I decided to bring my Great Aunt Cecelia’s Persian rug back to Dublin with me as my parents have taken it up to stop themselves tripping over it and killing themselves. Given my reputation my mother said anxiously, “You can have it, but you’re not to throw it out.” I promised not. I imagined it transforming my room, a bit like in “The Little Princess”:
This is what she saw. In the grate there was a glowing, blazing fire; on the hob was a little brass kettle hissing and boiling; spread upon the floor was a thick, warm crimson rug; before the fire a folding-chair, unfolded, and with cushions on it; by the chair a small folding-table, unfolded, covered with a white cloth, and upon it spread small covered dishes, a cup, a saucer, a teapot; on the bed were new warm coverings and a satin-covered down quilt; at the foot a curious wadded silk robe, a pair of quilted slippers, and some books. The room of her dream seemed changed into fairyland– and it was flooded with warm light, for a bright lamp stood on the table covered with a rosy shade.

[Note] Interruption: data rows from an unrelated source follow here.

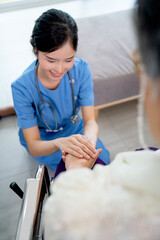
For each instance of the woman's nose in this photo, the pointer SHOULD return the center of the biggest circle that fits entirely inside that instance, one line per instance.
(59, 68)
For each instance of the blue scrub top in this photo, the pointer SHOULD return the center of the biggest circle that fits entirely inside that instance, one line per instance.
(26, 100)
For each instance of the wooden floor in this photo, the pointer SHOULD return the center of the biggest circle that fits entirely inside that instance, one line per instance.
(118, 131)
(117, 124)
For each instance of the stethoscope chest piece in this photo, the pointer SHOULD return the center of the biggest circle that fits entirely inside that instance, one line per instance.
(74, 118)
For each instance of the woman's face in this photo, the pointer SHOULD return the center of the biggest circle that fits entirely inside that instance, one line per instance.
(152, 108)
(53, 66)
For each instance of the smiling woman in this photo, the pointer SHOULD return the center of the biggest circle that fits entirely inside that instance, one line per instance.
(49, 93)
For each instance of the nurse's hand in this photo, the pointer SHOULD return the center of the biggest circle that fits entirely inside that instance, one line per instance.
(72, 162)
(77, 145)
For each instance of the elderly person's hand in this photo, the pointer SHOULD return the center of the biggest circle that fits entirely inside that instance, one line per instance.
(72, 162)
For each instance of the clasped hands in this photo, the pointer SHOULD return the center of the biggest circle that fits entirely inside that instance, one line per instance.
(78, 151)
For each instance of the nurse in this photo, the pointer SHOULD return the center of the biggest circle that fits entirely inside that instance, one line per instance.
(50, 92)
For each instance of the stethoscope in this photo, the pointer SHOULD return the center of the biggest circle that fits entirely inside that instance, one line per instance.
(74, 117)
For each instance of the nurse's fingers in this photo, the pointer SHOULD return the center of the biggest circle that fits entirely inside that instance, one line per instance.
(79, 151)
(83, 143)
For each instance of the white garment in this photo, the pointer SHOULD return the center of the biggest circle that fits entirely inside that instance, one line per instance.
(118, 201)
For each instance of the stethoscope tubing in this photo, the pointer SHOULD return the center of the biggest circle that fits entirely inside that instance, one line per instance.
(74, 117)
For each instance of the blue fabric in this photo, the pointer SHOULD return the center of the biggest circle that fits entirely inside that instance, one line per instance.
(26, 99)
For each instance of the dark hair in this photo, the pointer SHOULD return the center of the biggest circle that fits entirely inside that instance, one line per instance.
(147, 23)
(52, 29)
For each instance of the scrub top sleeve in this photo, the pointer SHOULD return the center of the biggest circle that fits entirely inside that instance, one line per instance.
(23, 106)
(86, 95)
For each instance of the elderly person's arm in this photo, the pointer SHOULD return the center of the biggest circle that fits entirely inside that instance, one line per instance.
(72, 162)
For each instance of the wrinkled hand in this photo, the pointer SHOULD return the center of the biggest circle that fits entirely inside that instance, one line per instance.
(72, 162)
(77, 145)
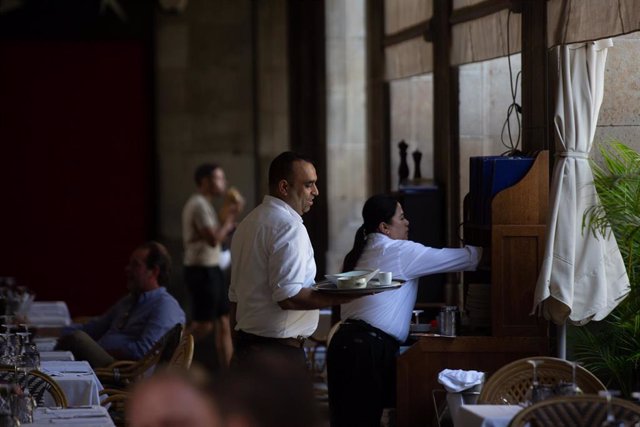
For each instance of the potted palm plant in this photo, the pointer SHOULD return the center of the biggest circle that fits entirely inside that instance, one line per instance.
(611, 348)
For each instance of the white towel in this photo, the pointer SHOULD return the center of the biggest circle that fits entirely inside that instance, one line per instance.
(457, 380)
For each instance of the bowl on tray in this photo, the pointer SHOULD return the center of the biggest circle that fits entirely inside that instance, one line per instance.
(352, 279)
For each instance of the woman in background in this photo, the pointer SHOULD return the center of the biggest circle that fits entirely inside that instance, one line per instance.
(361, 359)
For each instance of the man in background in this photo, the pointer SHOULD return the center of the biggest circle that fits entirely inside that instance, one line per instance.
(203, 235)
(129, 329)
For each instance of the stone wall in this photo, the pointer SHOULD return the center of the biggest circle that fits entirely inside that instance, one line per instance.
(347, 170)
(207, 95)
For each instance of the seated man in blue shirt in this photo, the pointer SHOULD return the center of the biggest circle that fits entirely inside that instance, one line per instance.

It didn’t quite meet those, admittedly stringent, criteria but I like it as does the cat:
That is all.
Busy Day
Today is:
Google’s 14th birthday;
The feast day of Saint Vincent de Paul;
And of Saint Michael;
The feast of the French Community of Belgium (for details, I refer you here);
My parents’ 45th wedding anniversary;
And Daniel and Michael’s 7th birthday.
Update – 24 October
And I finally got around to writing a birthday note.
Washout
Sunday, July 15
We arrived in Cork to lashing rain. I forced my family and my brother and sister down to the park to see the World Street Performing championships. It was damp. I was wearing sandals and only successfully got the mud out of my feet by mid-week. The children whined. It was an inauspicious beginning. I was, however, proved right because, although the street performers did not hold the children’s attention there were ancillary excitements.
Like this:

And a zip line over the pond:
Say what you like about the rain, it makes for short queues. Also, the sun shone, very briefly. After our mud stop in Cork we said goodbye to the grandparents and drove to Garryvoe in East Cork. My saintly friends M and R have a house there and we have stayed there many times. It’s a lovely house, very close to the beach and a relatively easy drive into Cork city. Even though the weather was not terrific, the children were very pleased to see the beach.
It was only when we got to Garryvoe that we discovered that the purchase of an e-reader for her had made little difference to the Princess’s packing habits:
The Longest Day of the Year
Today is my favourite aunt’s birthday [or possibly not, this was a matter of some dispute between the American authorities and my grandmother; to be fair, you would think she would know]. When I was forced at age 11 to move from a larger house to a smaller one, the only comfort was that my aunt lived next door. And she still does and now when we visit Cork, my children wander into her house and eat her food, watch her television and play her piano just like my brother and sister and I have been doing for 30 years. I had better not tell the children that in summer she played soccer with us in the back garden until it got dark.
Busy
Things the Waffles did last weekend: we had my sister to stay; I went out with her on Friday night; Daniel played football on Saturday morning; simultaneously, herself and her father cycled into town so that she could participate with the school choir in the first communion excitement; we took in a cousin for a sleepover and handed over herself in exchange; on Sunday the boys played in a tennis tournament in the afternoon in a difficult to find and inconveniently located tennis club; on Sunday evening we reversed the exchange. In a dreadful moment, we thought we had lost the cousin’s DS but after 24 painful hours, it turned up under the passenger seat of our car.